Canaima National Park is located in southeastern Venezuela, along the border between Guyana and Brazil. Partially covered by table mountain (tepui) formations, the park also includes the Great Savanna region. The sheer cliffs and waterfalls, including the world's highest, form a spectacular landscape.
Canaima National Park is spread over 3,000,000 ha (7,400,000 acres) in southeastern Venezuela, along the border between Guyana and Brazil. The park protects part of the Guayanan Highlands moist forests ecoregion and also includes the Gran Sabana (Great Savanna) region.
Roughly 65% of the park is covered by table mountain (tepui) formations. The tepuis constitute a unique biogeological entity and are of great geological interest. The sheer cliffs and waterfalls, including the world's highest (1,000 m or 3,200 ft), form a spectacular landscape.

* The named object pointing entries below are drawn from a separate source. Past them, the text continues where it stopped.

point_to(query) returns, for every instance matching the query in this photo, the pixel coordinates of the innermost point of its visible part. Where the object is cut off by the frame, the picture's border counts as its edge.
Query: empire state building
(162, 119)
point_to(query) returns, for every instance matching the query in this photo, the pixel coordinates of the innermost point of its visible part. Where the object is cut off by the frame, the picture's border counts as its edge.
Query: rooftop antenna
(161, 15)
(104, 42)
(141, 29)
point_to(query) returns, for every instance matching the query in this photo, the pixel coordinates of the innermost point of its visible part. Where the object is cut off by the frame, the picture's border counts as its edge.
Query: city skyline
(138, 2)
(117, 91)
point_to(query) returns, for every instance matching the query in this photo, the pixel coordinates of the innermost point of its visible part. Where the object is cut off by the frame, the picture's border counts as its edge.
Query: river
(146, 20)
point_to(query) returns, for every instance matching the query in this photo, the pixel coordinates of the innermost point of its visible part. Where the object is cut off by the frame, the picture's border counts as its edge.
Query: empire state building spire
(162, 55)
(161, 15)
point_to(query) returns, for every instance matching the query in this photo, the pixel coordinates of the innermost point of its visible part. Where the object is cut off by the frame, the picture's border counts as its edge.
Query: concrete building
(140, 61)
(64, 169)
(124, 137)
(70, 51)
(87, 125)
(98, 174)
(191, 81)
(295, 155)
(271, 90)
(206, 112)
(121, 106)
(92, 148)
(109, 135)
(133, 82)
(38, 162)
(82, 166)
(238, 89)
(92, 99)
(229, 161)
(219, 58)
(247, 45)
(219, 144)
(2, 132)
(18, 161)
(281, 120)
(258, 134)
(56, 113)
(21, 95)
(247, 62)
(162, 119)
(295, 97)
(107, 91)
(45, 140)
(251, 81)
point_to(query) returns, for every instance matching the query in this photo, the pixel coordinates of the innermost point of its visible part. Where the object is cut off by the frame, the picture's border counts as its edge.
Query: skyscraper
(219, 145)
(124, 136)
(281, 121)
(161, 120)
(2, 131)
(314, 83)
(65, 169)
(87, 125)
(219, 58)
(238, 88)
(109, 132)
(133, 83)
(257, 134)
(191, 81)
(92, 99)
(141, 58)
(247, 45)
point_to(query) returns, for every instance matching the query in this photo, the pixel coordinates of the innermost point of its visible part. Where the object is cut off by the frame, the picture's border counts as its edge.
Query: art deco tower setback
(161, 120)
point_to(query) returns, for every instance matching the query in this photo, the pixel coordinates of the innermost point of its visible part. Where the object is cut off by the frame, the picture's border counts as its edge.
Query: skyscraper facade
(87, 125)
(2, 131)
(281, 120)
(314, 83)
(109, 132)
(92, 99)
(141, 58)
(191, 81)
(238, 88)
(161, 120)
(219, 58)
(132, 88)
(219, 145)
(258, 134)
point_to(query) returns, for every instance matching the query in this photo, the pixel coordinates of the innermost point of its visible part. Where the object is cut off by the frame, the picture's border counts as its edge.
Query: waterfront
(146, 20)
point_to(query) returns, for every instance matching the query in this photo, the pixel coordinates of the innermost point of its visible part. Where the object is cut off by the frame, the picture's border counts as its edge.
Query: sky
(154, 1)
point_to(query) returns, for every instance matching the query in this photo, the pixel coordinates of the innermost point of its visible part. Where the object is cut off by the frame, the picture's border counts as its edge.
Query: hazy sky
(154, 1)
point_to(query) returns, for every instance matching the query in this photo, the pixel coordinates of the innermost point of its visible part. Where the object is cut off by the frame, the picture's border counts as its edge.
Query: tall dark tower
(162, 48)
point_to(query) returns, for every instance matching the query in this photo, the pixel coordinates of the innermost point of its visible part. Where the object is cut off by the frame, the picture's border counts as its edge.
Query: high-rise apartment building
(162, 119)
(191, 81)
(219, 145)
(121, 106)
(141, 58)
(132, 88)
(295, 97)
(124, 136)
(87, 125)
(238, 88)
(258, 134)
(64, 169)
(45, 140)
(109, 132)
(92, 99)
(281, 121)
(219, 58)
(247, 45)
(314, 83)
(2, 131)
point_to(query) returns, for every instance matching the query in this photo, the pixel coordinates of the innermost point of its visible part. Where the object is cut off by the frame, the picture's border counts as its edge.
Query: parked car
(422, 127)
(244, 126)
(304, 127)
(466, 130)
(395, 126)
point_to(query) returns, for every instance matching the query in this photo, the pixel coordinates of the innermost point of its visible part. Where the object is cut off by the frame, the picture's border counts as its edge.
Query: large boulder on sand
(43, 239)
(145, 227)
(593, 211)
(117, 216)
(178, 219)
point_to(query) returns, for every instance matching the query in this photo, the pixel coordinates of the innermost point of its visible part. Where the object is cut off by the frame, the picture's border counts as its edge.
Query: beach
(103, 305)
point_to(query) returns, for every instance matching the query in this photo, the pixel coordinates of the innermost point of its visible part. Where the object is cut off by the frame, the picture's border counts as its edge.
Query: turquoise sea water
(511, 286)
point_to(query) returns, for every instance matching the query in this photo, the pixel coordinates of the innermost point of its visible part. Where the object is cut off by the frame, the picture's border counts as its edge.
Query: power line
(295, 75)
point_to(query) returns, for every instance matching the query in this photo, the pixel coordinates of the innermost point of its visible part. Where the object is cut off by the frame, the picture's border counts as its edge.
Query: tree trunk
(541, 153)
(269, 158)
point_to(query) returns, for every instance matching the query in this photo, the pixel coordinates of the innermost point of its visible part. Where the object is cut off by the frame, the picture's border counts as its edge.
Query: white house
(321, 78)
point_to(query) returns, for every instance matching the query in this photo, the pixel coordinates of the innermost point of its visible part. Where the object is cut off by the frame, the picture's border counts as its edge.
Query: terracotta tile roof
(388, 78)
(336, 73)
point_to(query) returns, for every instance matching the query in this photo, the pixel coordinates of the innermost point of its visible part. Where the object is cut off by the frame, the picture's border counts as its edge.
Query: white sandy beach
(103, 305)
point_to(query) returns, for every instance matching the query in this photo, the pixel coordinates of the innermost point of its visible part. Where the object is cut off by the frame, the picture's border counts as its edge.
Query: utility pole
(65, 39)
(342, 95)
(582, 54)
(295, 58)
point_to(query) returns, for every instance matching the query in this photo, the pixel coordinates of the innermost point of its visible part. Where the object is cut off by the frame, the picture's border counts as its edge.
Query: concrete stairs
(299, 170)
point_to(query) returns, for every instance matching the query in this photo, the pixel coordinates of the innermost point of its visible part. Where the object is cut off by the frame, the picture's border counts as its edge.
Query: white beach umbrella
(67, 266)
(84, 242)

Salto Angel (Angel Falls) spill into the Cañon del Diablo (Devil's Canyon). This is the highest waterfall in the world — more than 15 times higher than Niagara Falls. The falls are named after an American flyer, Jimmy Angel, who was searching for gold and instead found the falls.
Canaima National Park protects significant populations of 5 endangered mammal species: jaguars, giant anteaters, giant river otters, ocelots and giant armadillos. One-third of the plants here are found nowhere else on the planet.
Canaima National Park harbors nearly half of the neotropical migratory birds that winter in South America; many are of conservation priority, including the osprey, American swallow-tailed kite and broad-winged hawk. The park’s highlands provide habitat for nearly 100 bird species, including 29 species found nowhere else.